The amount of the gastroscopic biopsy specimens used in the study was about 1–8 µg total RNA [
41‐
43] which was relatively large. In clinical practice, it is often difficult to obtain sufficient amount of biopsy specimens for gene expression profiling or other molecular measurements [
11,
44]. Fortunately, we have shown that the REO-based signatures can be robustly applied to specimens with RNA amplification from as low as 150–250 pg total RNA of cancer cells [
31]. Therefore, it is highly possible that the two gene pairs could be used to gastroscopic biopsy specimens with minimum sampling amounts. We compared the expression levels of the two genes in each of the signature gene pairs. The fold changes (FC) of the two genes in each of the signature gene pairs across different datasets for the GC, GC adjacent-normal and non-GC groups were quite different (Additional files
7 and
8). For the gene pair of CYR61 and MMP28, the median values of FC between CYR61 and MMP28 ranged from 1.17 to 30.56 in the GC group across different datasets, while in the non-GC group the median values of FC ranged from 0.76 to 0.89 (Additional file
7: Table S4). Similar results for the gene pair of CYR61 and ACOX1 were also observed (Additional files
7 and
8). Notably, two genes with high expression levels in a sample can hardly reach large FC even if the absolute expression level difference between the two genes is rather large. Besides, two genes with low expression levels in a sample may reach large FC simply due to large measurement variations [
45]. To more clearly show the quantitative expression level difference of two genes in each of the signature gene pairs, we also calculated the value of the expression level of CYR61 minus the expression level of MMP28 (ACOX1) in a sample as a measure to show the difference of the two genes consisting of the signature gene pairs (Additional files
9 and
10). The median values of the subtraction of MMP28 from CYR61 ranged from 1.30 to 1868.50 in the GC group across different datasets, while in the non-GC group the median values ranged from − 2.29 to − 0.73 (Additional file
9: Table S5). The results were similar for the gene pair of CYR61 and ACOX1 (Additional files
9 and
10). The subtraction values were quite different for different platforms. However, they varied even in the same platform. For example, the median values of the subtraction of MMP28 from CYR61 in GC group ranged from 2.84 to 1868.5 for GPL6947 (Additional files
9 and
10). The above results showed that the subtle quantitative difference (such as FC and subtraction) of each of the signature gene pairs is quite different across different samples for both the GC and non-GC groups because the quantitative gene expression measurements are affected by the measurement batch effects and many other factors such like the sample quality [
29,
31,
46]. However, the REOs of the gene pairs in each group are very stable.

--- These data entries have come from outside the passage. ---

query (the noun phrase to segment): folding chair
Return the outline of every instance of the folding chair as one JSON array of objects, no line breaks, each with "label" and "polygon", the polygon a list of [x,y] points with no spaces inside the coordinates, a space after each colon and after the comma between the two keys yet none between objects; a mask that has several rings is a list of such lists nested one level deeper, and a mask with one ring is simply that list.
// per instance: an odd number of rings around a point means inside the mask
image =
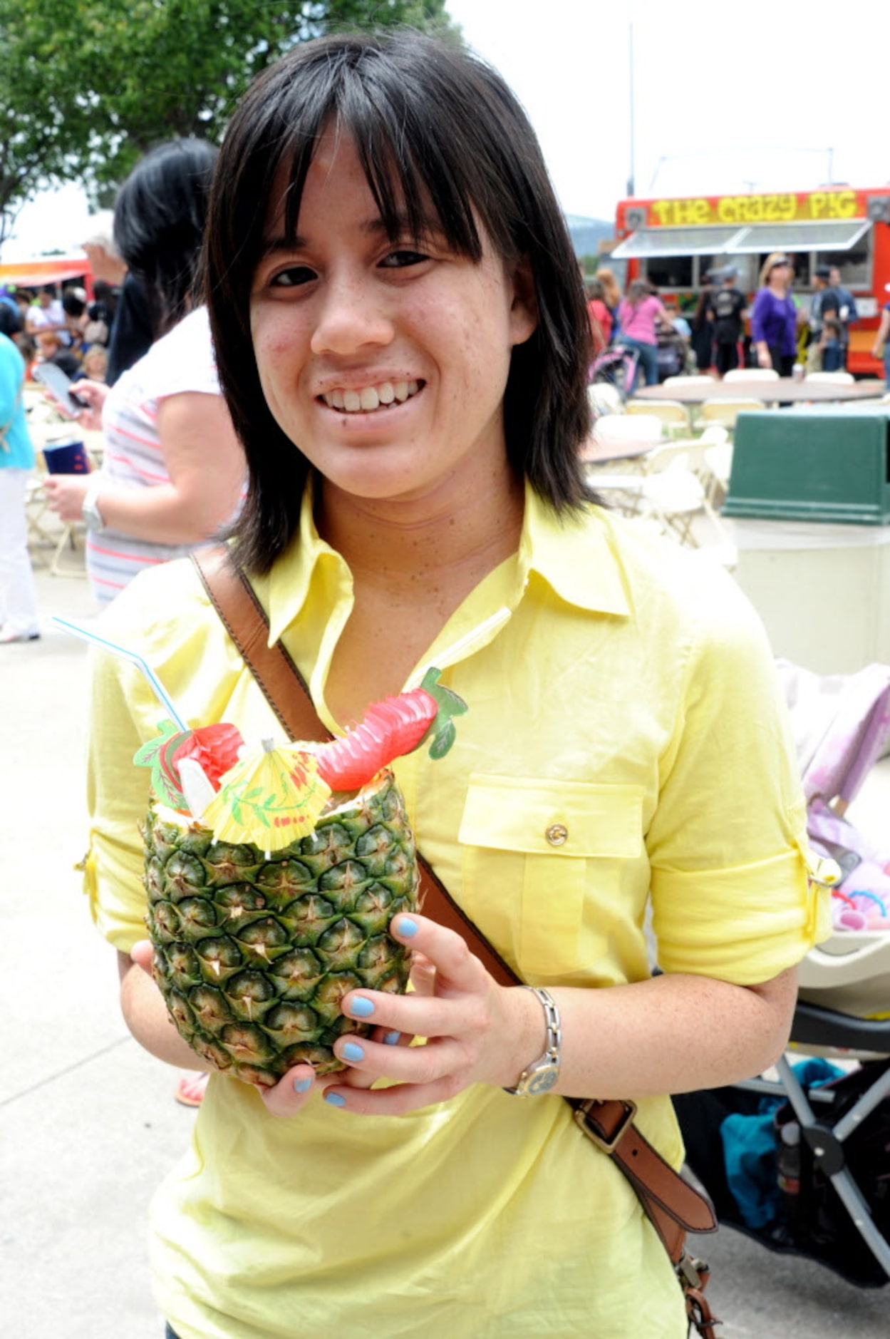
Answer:
[{"label": "folding chair", "polygon": [[[649,451],[640,474],[596,474],[597,491],[625,516],[653,524],[660,533],[692,549],[701,549],[727,568],[737,554],[728,541],[720,517],[708,501],[709,466],[707,445],[699,439],[665,442]],[[701,544],[693,529],[707,518],[713,542]]]},{"label": "folding chair", "polygon": [[597,416],[624,412],[621,391],[617,386],[612,386],[610,382],[593,382],[588,387],[588,399],[590,400],[590,408]]},{"label": "folding chair", "polygon": [[681,404],[680,400],[629,399],[625,404],[625,414],[654,414],[668,434],[677,428],[684,435],[692,431],[692,406]]}]

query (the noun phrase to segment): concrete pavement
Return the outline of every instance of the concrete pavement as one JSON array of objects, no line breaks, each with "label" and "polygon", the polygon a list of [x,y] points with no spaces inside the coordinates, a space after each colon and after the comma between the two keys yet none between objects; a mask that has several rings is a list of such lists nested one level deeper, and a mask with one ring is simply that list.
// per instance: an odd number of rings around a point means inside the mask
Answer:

We additionally evaluated the performance of the signature on other types of cancers including liver, colorectal and pancreatic cancers (Additional file
11: Table S6). As shown in Additional file
12: Table S7, the results showed that the signature was unsuitable for these types of cancers. Notably, the signature can classify cancer tissues of liver, colorectum and pancreas as cancer although it cannot correctly classify most non-cancer tissues as non-cancer. The signature genes, including CYR61, MMP28 and ACOX1, may play important roles in the initiation and progression of cancer. As shown in Additional file
13: Table S8, CYR61 and MMP28 are involved in functions such as cell proliferation, differentiation or metastasis related to the initiation and progression of cancer. ACOX1 has been reported to regulate cancer development [
47] and its dysfunction is linked to hepatocarcinogenesis [
48] and migration and invasion of colorectal cancer cells [
49]. Therefore, the stable REOs of genes in the signature may be an inherent feature of cancer which deserves our future study.